With the momentum volleying back and forth, each side claimed the psychological upper hand at day’s end.
“It was unbelievable. You talk about coming back from the dead,” Els said.
“There was a point today where it looked like it may be 9-1 Internationals,” Kuchar said, referring actually to Friday’s foursomes when the Internationals led briefly in a all five matches. But no matter.
“For us to be sitting here at 10-8, certainly feel good,” Kuchar added. “We’d rather be in the International position right now, but for us to be staring at 9-1 as a potential position to now be at 10-8, I think the guys in the locker room feel awfully good about what we were able to do today.”
Woods later echoed that talking point, only to draw an eye roll from Els, who responded, “You are the absolute optimist, aren’t you?”
Earlier in the day, the Internationals widened their lead by a point, but once again it was the Americans, as they did on Friday, holing another crucial putt at the 18th to avoid getting farther adrift. Finau did the honors from seven feet, lifting him and Kuchar into a tie with Scott and An.
In the other three matches, the International team won twice while the USA captured the opener as Thomas improved to 3-0 after a 3-and-2 victory with Fowler over Leishman and Haotong Li, who was playing his first match.
Im and Ancer had all the answers against Cantlay and Schauffele, leading from the eighth hole onward to win, 3 and 2. Behind them, Hideki Matsuyama and C.T. Pan were way too much for Patrick Reed and Webb Simpson, leading throughout in a 5-and-3 triumph to win for a second time together. The U.S. duo slipped to 0-3 while Reed lost for the fifth time in a row in team play dating to last year’s Ryder Cup.

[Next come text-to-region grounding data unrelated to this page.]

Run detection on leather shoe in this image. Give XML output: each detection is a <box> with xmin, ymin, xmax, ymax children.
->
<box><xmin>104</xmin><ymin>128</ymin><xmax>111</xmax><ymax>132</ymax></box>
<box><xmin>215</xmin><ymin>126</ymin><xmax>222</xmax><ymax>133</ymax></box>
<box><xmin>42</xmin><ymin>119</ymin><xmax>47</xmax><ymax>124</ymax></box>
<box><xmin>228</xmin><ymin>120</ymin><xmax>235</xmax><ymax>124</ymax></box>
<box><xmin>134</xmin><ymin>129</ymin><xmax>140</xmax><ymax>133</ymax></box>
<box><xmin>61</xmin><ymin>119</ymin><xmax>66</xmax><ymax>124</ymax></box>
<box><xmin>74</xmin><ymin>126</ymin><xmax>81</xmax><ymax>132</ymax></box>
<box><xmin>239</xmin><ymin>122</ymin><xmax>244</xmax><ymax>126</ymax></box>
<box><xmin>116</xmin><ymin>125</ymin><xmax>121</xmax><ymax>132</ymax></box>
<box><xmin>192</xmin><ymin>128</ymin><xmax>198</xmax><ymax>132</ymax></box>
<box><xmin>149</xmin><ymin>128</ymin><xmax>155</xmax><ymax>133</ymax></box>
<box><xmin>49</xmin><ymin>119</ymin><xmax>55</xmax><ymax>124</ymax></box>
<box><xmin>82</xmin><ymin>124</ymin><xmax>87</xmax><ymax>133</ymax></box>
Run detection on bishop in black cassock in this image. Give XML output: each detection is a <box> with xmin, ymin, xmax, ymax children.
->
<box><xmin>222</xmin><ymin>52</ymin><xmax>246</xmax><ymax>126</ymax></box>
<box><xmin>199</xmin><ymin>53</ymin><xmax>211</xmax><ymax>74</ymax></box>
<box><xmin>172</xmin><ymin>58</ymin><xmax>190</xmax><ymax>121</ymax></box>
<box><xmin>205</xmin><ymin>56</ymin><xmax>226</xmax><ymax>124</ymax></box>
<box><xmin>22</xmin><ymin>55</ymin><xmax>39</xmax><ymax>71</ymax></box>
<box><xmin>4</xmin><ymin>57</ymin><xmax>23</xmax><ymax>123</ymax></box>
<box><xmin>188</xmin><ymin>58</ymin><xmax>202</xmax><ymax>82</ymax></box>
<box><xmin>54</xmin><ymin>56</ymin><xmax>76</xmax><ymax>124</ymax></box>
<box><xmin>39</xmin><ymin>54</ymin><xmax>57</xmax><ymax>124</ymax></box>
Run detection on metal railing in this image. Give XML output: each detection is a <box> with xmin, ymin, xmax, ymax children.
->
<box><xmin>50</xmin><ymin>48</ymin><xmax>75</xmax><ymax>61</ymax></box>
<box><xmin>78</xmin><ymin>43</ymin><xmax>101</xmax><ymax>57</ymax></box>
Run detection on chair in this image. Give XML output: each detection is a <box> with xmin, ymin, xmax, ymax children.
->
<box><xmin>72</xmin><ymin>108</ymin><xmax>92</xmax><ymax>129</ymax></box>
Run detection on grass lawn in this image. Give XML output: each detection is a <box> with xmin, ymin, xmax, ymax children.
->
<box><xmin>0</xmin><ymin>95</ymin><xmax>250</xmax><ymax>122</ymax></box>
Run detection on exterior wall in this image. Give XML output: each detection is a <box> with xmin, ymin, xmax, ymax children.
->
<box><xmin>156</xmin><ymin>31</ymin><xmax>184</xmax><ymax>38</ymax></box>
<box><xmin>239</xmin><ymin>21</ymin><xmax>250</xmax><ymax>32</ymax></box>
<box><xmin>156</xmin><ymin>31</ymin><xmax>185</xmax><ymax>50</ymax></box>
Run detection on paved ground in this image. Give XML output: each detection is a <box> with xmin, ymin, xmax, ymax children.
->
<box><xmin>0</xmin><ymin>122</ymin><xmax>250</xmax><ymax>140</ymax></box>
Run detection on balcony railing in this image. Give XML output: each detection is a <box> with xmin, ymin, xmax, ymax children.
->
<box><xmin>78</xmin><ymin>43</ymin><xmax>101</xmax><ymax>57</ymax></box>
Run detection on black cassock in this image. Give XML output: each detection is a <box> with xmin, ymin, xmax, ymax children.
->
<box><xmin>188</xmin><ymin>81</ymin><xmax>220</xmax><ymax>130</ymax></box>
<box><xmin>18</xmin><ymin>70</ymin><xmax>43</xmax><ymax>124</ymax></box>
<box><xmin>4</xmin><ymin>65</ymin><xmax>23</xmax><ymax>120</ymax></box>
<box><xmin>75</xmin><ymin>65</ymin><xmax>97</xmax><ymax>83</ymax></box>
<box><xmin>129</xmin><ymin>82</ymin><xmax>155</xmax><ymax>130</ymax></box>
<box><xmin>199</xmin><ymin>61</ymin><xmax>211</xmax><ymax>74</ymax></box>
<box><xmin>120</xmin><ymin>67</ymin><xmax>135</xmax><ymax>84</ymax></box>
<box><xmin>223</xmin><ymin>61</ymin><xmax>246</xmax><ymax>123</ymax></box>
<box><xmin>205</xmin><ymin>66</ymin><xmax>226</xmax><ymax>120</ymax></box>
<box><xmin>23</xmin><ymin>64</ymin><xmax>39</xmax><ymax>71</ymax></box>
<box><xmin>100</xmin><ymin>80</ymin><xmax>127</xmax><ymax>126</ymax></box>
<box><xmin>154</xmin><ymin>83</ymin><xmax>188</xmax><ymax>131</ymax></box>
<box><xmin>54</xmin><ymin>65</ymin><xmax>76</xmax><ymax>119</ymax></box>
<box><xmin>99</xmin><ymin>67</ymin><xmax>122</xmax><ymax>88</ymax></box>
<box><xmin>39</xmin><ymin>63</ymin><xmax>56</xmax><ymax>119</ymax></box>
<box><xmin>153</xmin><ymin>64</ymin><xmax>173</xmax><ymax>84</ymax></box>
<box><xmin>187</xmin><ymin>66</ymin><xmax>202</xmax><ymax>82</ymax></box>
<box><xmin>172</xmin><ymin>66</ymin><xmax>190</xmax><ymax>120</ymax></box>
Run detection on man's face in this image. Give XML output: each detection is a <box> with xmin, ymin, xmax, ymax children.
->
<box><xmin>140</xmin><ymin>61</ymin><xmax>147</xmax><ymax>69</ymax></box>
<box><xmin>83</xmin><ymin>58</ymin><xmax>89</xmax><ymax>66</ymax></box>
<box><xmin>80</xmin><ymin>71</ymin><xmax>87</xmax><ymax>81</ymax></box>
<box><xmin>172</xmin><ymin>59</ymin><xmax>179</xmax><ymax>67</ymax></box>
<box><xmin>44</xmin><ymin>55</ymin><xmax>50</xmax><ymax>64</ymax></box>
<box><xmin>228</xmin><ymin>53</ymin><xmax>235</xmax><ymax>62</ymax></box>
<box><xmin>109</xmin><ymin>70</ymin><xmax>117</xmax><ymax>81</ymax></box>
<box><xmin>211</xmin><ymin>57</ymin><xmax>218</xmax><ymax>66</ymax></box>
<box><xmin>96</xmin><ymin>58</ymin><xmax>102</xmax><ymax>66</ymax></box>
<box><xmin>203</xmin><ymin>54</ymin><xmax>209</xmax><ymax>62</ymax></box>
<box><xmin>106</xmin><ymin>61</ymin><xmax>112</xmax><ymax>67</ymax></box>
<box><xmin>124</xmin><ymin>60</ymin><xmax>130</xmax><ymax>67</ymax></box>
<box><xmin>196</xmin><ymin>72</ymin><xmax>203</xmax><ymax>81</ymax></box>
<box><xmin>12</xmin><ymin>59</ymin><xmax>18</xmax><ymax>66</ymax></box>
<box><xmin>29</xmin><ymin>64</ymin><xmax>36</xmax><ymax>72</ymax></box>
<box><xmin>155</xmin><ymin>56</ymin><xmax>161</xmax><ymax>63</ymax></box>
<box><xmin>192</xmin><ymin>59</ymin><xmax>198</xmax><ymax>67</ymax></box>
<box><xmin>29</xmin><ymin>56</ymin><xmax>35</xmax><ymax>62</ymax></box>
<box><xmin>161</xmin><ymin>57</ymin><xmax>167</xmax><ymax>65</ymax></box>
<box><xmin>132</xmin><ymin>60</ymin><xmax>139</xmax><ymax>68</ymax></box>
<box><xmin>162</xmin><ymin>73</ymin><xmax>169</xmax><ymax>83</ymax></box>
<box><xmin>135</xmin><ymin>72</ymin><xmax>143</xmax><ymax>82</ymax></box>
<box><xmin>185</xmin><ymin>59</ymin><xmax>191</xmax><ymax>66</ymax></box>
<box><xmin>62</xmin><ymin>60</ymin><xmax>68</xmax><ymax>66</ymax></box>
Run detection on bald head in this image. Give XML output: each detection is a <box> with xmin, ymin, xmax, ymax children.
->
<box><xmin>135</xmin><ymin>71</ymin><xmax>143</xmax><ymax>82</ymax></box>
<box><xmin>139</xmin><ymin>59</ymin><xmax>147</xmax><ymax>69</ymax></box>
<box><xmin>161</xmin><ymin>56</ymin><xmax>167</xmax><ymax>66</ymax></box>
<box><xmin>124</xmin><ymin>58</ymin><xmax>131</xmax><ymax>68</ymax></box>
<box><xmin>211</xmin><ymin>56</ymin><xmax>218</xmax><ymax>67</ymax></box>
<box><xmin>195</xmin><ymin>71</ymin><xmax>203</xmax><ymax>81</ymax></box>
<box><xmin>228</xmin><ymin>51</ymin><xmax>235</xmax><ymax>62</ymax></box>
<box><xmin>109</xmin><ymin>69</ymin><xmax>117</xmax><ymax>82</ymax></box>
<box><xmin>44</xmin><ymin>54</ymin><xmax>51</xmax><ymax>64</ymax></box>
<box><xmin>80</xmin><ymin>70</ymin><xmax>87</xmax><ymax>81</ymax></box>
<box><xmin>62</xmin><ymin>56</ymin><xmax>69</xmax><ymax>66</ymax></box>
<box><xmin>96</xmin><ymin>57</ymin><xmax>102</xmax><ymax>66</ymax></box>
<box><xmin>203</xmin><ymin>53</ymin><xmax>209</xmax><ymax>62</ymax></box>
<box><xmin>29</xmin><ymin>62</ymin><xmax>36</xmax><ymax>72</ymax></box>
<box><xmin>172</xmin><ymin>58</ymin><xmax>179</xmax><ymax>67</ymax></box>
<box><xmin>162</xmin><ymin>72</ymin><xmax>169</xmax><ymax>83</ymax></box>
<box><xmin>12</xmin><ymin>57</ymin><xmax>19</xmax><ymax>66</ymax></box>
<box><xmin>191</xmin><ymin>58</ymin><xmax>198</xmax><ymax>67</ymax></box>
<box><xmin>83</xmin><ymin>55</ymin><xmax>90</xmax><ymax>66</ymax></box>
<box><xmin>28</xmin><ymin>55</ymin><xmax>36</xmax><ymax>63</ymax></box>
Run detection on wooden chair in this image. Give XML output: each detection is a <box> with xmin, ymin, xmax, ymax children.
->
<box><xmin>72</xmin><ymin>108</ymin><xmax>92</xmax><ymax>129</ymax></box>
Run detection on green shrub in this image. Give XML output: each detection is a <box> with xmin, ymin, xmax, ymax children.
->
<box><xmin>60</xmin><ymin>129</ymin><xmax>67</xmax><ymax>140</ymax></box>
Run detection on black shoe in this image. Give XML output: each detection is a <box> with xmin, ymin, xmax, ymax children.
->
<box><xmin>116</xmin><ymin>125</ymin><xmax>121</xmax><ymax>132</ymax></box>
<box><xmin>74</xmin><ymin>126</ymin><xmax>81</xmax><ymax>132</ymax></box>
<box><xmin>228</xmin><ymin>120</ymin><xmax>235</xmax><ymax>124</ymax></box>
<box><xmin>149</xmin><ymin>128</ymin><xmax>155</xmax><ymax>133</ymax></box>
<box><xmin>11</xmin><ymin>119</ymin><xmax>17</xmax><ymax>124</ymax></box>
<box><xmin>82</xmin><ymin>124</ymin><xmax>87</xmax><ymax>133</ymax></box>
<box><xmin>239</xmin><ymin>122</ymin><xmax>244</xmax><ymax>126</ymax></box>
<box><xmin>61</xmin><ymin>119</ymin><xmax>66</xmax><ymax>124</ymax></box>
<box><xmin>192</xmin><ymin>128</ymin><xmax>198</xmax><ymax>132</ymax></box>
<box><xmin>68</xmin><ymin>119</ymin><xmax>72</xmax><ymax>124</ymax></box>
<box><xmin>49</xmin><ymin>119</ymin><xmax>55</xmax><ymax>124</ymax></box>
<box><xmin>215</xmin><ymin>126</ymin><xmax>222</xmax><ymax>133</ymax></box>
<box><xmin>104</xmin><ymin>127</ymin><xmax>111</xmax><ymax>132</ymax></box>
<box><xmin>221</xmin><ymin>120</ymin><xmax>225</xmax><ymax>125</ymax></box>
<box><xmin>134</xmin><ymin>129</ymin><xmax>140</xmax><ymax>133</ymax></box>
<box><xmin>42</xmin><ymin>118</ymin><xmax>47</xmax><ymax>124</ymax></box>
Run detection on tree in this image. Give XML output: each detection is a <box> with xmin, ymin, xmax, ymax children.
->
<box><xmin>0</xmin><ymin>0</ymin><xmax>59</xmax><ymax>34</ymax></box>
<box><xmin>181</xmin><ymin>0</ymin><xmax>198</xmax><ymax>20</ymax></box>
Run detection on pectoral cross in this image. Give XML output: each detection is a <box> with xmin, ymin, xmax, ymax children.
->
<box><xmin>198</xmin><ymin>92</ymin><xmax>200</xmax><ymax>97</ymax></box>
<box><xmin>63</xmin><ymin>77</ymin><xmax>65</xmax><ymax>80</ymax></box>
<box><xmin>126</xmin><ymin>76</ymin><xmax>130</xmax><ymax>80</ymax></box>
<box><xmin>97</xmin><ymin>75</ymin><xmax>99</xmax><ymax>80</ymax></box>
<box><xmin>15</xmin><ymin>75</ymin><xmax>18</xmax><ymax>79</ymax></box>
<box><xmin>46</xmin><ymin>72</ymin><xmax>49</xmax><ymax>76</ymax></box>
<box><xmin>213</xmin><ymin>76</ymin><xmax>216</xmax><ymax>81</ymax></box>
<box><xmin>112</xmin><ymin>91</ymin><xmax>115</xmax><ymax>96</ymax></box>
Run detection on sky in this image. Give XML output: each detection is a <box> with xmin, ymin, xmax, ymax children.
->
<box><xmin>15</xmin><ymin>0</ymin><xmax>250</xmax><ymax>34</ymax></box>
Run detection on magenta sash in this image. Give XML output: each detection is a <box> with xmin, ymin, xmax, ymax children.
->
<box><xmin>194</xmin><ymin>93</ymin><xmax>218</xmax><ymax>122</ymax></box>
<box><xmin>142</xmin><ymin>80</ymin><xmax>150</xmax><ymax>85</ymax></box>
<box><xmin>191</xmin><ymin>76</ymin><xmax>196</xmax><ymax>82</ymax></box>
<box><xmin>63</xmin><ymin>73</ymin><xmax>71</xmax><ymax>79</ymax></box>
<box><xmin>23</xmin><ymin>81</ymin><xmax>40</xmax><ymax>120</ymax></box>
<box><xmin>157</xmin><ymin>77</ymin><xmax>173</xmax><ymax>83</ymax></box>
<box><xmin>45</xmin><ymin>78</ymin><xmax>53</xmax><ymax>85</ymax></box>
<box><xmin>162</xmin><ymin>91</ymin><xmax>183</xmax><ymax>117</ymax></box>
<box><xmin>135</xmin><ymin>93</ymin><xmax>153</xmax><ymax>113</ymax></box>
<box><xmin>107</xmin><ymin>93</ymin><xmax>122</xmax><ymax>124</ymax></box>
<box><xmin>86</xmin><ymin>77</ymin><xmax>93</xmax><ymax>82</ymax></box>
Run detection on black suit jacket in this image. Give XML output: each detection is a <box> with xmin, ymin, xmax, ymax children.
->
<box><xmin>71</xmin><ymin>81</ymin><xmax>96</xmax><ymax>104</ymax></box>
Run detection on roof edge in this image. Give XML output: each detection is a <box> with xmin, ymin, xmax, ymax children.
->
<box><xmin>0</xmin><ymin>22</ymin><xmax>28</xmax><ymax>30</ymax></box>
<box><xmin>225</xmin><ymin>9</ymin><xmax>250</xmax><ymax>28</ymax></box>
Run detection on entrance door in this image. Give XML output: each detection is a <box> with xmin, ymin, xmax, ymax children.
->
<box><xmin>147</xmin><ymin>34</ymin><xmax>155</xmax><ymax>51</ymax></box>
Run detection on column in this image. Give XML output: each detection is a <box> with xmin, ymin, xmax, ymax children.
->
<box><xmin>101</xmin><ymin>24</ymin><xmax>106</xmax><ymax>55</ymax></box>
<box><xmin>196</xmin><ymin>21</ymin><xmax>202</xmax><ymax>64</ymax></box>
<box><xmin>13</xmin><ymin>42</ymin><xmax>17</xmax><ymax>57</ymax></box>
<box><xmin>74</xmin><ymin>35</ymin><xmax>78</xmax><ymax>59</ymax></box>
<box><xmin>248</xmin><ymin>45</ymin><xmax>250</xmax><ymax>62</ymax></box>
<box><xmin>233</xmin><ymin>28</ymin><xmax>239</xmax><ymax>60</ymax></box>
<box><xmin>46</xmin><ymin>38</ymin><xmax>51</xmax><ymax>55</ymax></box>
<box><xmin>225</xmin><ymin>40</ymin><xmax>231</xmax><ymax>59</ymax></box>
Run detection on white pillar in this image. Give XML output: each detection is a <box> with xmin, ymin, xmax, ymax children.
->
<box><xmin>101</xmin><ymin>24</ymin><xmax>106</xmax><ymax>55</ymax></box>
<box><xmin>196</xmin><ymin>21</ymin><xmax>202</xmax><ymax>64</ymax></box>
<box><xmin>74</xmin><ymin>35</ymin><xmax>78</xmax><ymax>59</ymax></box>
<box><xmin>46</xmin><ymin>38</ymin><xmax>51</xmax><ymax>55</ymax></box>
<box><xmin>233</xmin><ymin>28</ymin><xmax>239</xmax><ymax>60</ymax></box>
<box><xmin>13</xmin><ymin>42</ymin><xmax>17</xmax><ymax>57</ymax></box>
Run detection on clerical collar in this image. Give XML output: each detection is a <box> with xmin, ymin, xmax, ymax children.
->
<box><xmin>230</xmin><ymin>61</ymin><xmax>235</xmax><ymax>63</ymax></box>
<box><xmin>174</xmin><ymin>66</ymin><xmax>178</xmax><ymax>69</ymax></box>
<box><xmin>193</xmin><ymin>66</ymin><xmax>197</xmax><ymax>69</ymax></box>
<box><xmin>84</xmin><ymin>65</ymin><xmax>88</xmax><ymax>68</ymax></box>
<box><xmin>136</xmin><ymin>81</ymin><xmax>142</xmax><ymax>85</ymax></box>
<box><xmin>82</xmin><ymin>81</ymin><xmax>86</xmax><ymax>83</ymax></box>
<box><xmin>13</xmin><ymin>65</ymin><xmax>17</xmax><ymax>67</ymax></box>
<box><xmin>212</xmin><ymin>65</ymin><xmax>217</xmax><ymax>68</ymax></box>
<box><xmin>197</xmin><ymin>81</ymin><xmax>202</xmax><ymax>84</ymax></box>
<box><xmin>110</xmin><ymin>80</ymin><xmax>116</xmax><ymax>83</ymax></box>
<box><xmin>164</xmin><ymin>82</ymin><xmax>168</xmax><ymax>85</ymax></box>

Reed’s caddie, Kessler Karain, was involved in an altercation with a fan shortly after their match ended, and the PGA Tour said in a statement that Karain would not be allowed to caddie for Reed, his brother-in-law, in today’s singles session. A replacement caddie had not yet been named on Saturday night. Reed faces Pan in the third match at 10:24 a.m. local time, 6:24 p.m EST.